The next day, I saw my counselor and was trying to explain that Henrietta (9) was the one who was always trying to prove to her that we are 'bad' sometimes, we're not as good as she keeps thinking. She decided to ask some questions, and wouldn't let me answer them, saying she wanted us to think about the answers. It focused on whether H can be good, and what she does that's good. H was soo angry about it because she does not want to think of herself as good, and my counselor wasn't listening to me when I tried to explain it. It felt like she was trying to make her feel more vulnerable, or try to change the way she was thinking, without first trying to understand her and gain her trust. And when H gets angry, she just wants to kick and throw things, and snap at everyone around her. I helped her write a letter to my counselor, and it was very strongly worded.

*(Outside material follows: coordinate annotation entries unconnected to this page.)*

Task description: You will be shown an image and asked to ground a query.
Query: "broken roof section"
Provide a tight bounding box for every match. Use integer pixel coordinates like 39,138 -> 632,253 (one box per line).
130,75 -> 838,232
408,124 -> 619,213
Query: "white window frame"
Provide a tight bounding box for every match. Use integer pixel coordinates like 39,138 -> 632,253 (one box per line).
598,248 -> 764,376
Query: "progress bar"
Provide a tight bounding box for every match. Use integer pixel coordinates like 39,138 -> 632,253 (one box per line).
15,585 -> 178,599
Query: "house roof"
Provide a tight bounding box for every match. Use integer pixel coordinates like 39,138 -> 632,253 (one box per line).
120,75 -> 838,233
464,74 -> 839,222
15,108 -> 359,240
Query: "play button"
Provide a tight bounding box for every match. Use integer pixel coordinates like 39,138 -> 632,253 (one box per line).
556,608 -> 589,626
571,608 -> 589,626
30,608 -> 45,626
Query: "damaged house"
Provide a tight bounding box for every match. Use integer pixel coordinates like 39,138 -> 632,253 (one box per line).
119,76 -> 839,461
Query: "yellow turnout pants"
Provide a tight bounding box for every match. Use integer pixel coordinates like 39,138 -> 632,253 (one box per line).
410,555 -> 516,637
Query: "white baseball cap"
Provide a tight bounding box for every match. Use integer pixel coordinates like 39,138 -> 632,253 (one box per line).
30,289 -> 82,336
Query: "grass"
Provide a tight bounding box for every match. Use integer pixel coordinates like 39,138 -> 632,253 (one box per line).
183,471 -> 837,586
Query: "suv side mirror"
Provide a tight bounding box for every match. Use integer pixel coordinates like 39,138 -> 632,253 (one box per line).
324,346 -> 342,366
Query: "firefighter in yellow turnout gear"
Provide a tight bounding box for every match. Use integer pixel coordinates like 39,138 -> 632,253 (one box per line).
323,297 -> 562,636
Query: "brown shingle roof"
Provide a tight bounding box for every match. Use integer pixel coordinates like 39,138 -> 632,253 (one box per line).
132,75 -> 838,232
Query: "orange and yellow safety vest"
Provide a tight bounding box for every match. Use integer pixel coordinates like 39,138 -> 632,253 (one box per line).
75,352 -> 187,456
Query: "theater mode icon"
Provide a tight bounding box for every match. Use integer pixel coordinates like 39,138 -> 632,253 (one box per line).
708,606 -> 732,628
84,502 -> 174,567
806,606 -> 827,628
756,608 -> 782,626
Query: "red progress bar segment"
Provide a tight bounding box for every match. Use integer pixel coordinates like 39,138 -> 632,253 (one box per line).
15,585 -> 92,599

I just want her to see what I see in H. She is angry, but she's the biggest protector I have, she is very focused on justice, and on fighting any bullies. I let her rip out the page the questions were written on. Also, as I was leaving my counselor gave me a sucker for H to have. She now feels like she's being manipulated and bribed.
She's really angry, and since she's 9 it's a much more intense feeling than most of mine. But I'm also really upset on her behalf. I feel like she was trying to pick a fight with H, or like she was trying to use adult tactics to prove that she's right and H is wrong. I just wish she would listen.
I'm exhausted, and need someone I'm seeing to help me reassure and support the others, especially the younger ones (I have 5 children as parts) and instead I feel like she's trying to poke around and see what reactions are instead of listening to me. I went in with a list of the different parts she's met, and what their needs/basic perspectives/outlooks are. And she didn't even want to hear it.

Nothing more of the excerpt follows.